DIE WAHRHEIT ERSCHEINT IM BETRACHTER – Oder: WARUM WIR NUR GEMEINSAM DAS ZIEL ERREICHEN KÖNNEN

1) In diesem Blog wurde schon oft über die Wahrheit geschrieben, von ganz unterschiedlichen Perspektiven (und es wird eigentlich Zeit, die Inhalte auf der Übersichtsseite auch mal nach Themen zu gruppieren). Dabei wird deutlich, dass es einerseits um etwas sehr Grundsätzliches, Einfaches geht, das zugleich aber doch für viele, letztlich alle, nicht so einfach fassbar ist.
2) Nicht umsonst gab es in der Geschichte der Ideen seit mehr als 2000 Jahren so viele und immer wieder neue Versuche von großen Denkern, Philosophen, aber auch Schriftstellern, Wissenschaftlern, Künstlern, selbst Theologen, dieses viel schillernde Phänomen zu packen.
3) Jedes Mal, wenn ich darüber nachdenke (oder genauer: ‚Es‘ ‚in mir‘ denkt, nämlich mein Gehirn), entdecke ich immer neue Aspekte oder bestimmte, schon bedachte, Aspekte vertiefen sich irgendwie.

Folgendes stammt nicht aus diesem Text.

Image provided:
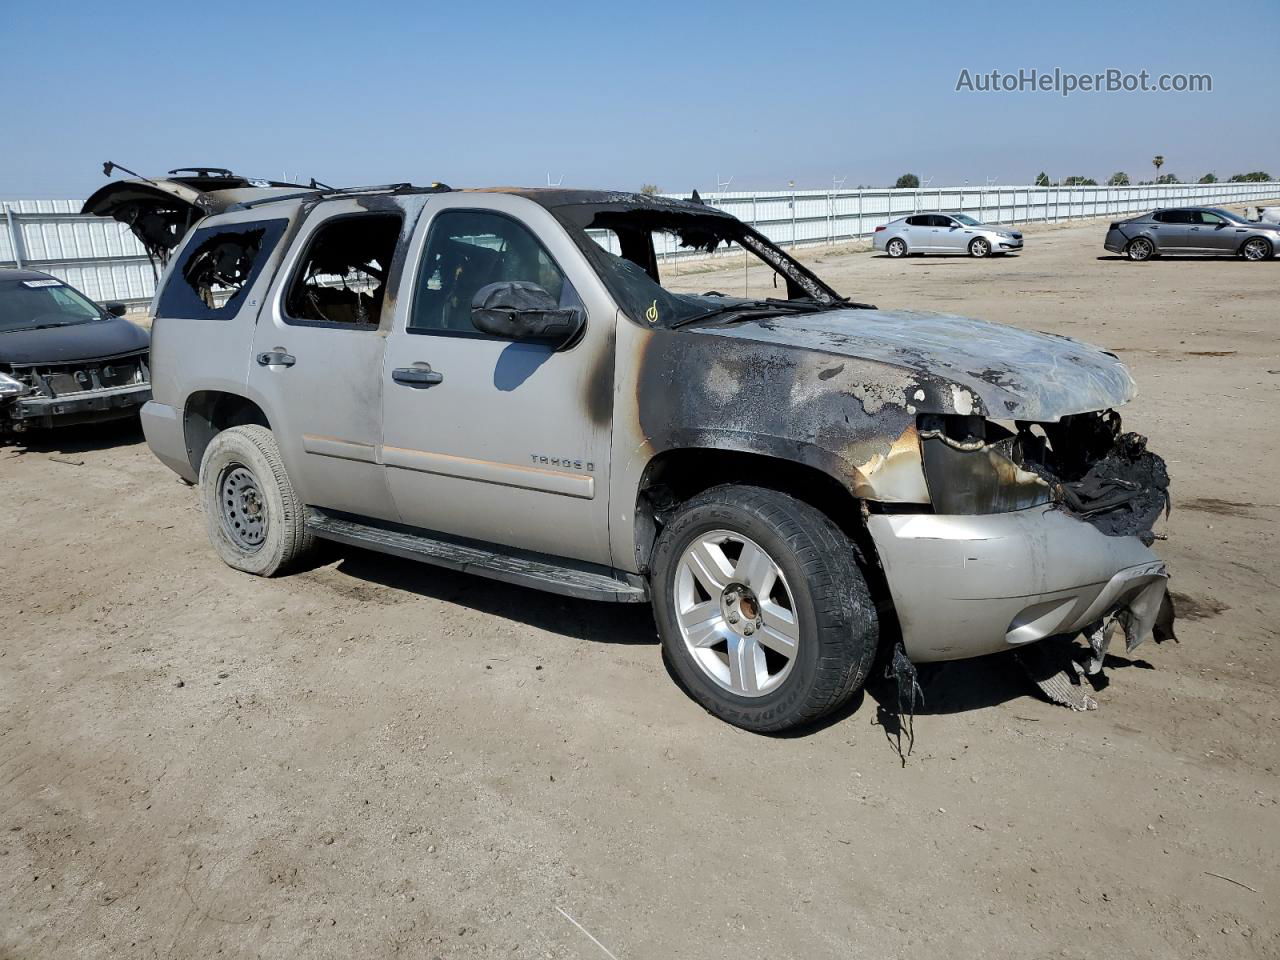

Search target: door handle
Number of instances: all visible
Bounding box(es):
[256,350,296,367]
[392,366,444,387]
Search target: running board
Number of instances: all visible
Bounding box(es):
[305,509,648,603]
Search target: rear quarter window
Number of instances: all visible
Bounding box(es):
[155,217,288,320]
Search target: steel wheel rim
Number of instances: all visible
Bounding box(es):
[218,462,268,552]
[1243,239,1266,260]
[673,530,799,698]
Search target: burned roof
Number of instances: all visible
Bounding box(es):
[464,187,734,218]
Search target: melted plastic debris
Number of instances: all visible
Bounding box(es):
[887,642,924,764]
[1015,638,1099,712]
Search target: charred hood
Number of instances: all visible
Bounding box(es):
[696,308,1136,421]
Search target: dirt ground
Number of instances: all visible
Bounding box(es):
[3,208,1278,959]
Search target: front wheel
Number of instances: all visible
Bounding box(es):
[885,237,908,258]
[650,486,879,732]
[198,424,314,576]
[969,237,991,258]
[1241,237,1272,261]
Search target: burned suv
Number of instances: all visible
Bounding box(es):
[87,171,1174,732]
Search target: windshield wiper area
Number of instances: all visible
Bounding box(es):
[671,296,872,329]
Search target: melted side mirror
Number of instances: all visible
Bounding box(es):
[103,301,128,317]
[471,281,584,348]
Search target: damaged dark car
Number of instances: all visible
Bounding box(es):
[86,168,1175,733]
[0,269,151,434]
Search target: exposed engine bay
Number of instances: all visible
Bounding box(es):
[918,409,1171,543]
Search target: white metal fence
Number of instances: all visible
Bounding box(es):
[4,182,1278,310]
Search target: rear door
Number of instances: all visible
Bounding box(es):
[380,194,617,566]
[247,197,427,522]
[1151,210,1191,250]
[903,215,938,251]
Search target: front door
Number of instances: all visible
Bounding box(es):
[935,215,969,252]
[381,198,615,566]
[1190,210,1237,252]
[248,198,424,522]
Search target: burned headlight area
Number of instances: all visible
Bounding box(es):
[918,411,1171,541]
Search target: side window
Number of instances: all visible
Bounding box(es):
[931,215,955,227]
[1196,211,1224,225]
[284,213,402,327]
[904,215,927,227]
[410,209,568,334]
[155,218,288,321]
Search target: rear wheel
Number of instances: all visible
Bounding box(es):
[650,485,879,732]
[969,237,991,258]
[886,237,908,258]
[1241,237,1272,261]
[1126,237,1155,262]
[198,424,314,576]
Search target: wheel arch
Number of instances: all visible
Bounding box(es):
[633,446,878,573]
[184,390,272,475]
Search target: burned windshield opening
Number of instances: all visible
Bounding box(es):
[552,203,843,328]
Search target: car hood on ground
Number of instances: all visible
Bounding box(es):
[694,308,1135,421]
[0,316,149,365]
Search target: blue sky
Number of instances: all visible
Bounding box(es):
[4,0,1276,197]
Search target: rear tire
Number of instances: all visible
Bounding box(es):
[650,485,879,733]
[1125,237,1155,262]
[886,237,908,258]
[198,424,314,576]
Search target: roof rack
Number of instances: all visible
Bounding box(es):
[168,166,236,179]
[232,181,453,211]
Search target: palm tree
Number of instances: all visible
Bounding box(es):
[1153,155,1165,180]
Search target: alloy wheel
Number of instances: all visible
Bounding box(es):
[1242,238,1269,261]
[673,530,799,697]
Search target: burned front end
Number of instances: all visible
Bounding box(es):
[1,350,151,432]
[867,407,1173,664]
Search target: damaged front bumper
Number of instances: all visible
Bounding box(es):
[867,507,1168,663]
[3,381,151,430]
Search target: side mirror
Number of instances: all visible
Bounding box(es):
[102,301,128,317]
[471,281,584,348]
[949,223,961,229]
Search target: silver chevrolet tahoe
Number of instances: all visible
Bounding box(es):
[86,169,1175,732]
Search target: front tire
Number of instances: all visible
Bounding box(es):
[650,486,879,732]
[885,237,907,258]
[969,237,991,258]
[198,424,314,576]
[1126,237,1155,262]
[1241,237,1272,261]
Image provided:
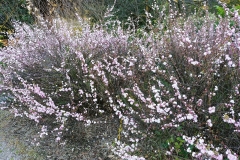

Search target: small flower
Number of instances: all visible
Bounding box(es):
[56,137,61,142]
[186,114,194,120]
[128,97,135,105]
[148,104,155,110]
[208,106,215,114]
[225,55,231,61]
[185,37,191,43]
[207,119,213,127]
[187,147,192,153]
[223,114,230,121]
[227,154,238,160]
[191,61,199,65]
[226,149,238,160]
[197,99,203,106]
[172,82,179,90]
[230,100,235,104]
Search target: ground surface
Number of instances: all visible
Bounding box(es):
[0,95,120,160]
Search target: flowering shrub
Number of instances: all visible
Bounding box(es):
[0,5,240,160]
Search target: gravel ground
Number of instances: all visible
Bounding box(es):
[0,136,24,160]
[0,108,45,160]
[0,100,120,160]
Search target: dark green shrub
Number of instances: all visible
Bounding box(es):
[0,0,35,47]
[0,0,35,27]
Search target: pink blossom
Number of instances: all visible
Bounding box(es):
[208,106,216,114]
[207,119,213,127]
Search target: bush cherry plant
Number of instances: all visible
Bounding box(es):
[0,4,240,160]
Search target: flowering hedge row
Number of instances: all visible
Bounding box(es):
[0,7,240,159]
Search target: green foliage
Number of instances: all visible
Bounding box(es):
[42,0,238,30]
[101,0,167,29]
[169,136,189,158]
[0,33,8,47]
[223,0,240,7]
[0,40,5,48]
[0,0,35,47]
[0,61,7,68]
[0,0,35,32]
[215,5,226,17]
[234,5,240,10]
[143,128,194,159]
[210,1,240,17]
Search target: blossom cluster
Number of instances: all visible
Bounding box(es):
[0,5,239,159]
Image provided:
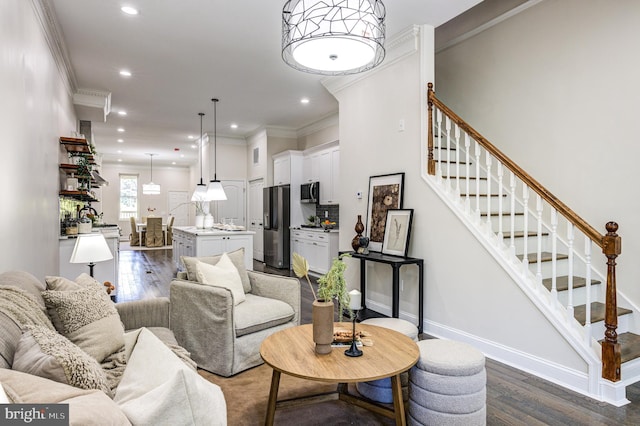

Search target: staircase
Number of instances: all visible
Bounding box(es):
[425,83,640,406]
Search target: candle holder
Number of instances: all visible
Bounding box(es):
[345,308,362,357]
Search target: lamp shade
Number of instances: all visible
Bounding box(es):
[142,182,161,195]
[191,183,208,201]
[282,0,386,75]
[207,180,227,201]
[69,234,113,264]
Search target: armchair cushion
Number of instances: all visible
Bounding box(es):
[234,294,295,337]
[195,254,246,305]
[116,297,170,330]
[181,248,251,293]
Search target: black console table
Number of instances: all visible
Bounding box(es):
[341,251,424,333]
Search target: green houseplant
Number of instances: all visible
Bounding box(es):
[292,252,352,354]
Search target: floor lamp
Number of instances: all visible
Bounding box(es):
[69,233,113,277]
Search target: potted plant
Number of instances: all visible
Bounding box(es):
[293,252,352,354]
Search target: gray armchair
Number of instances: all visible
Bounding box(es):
[169,270,300,377]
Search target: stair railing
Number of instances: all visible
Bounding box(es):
[426,83,622,382]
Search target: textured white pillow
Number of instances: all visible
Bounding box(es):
[114,328,226,425]
[195,253,246,305]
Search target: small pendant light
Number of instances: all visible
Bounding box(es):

So geschehen in den letzten Wochen.
4) Während ich noch versuche, das ungeheuer anregende Buch von T.Engelhardt (ed), „The World Acording to TomDispatch. America in the New Age of Empire“, London-New York: Verso, 2008 (siehe auch die Webseite tomdisptach.com) zu verstehen und zu verarbeiten (es ist vor allem eine Zeitfrage, da unser Denken nun mal Zeit braucht und Zeit ist generell knapp und muss immer wieder neu ‚eingeteilt‘ werden), gibt es parallel natürlich den Gedankenprozess im Alltag, der weiter geht. Und hier tauchte der Gedanke nach der ‚Wahrheit‘ immer wieder auf, insbesondere in einigen Gesprächen mit Freunden, wie man sie nur führen kann, wenn man abends zusammen sitzt, sich Zeit nimmt, und redet.
5) Da ich hier keine Zeit habe, große Abhandlungen zu schreiben, sondern nur spontan einige Gedanken notieren kann, hier also einige Gedanken ohne den ganzen Kontext auszubreiten.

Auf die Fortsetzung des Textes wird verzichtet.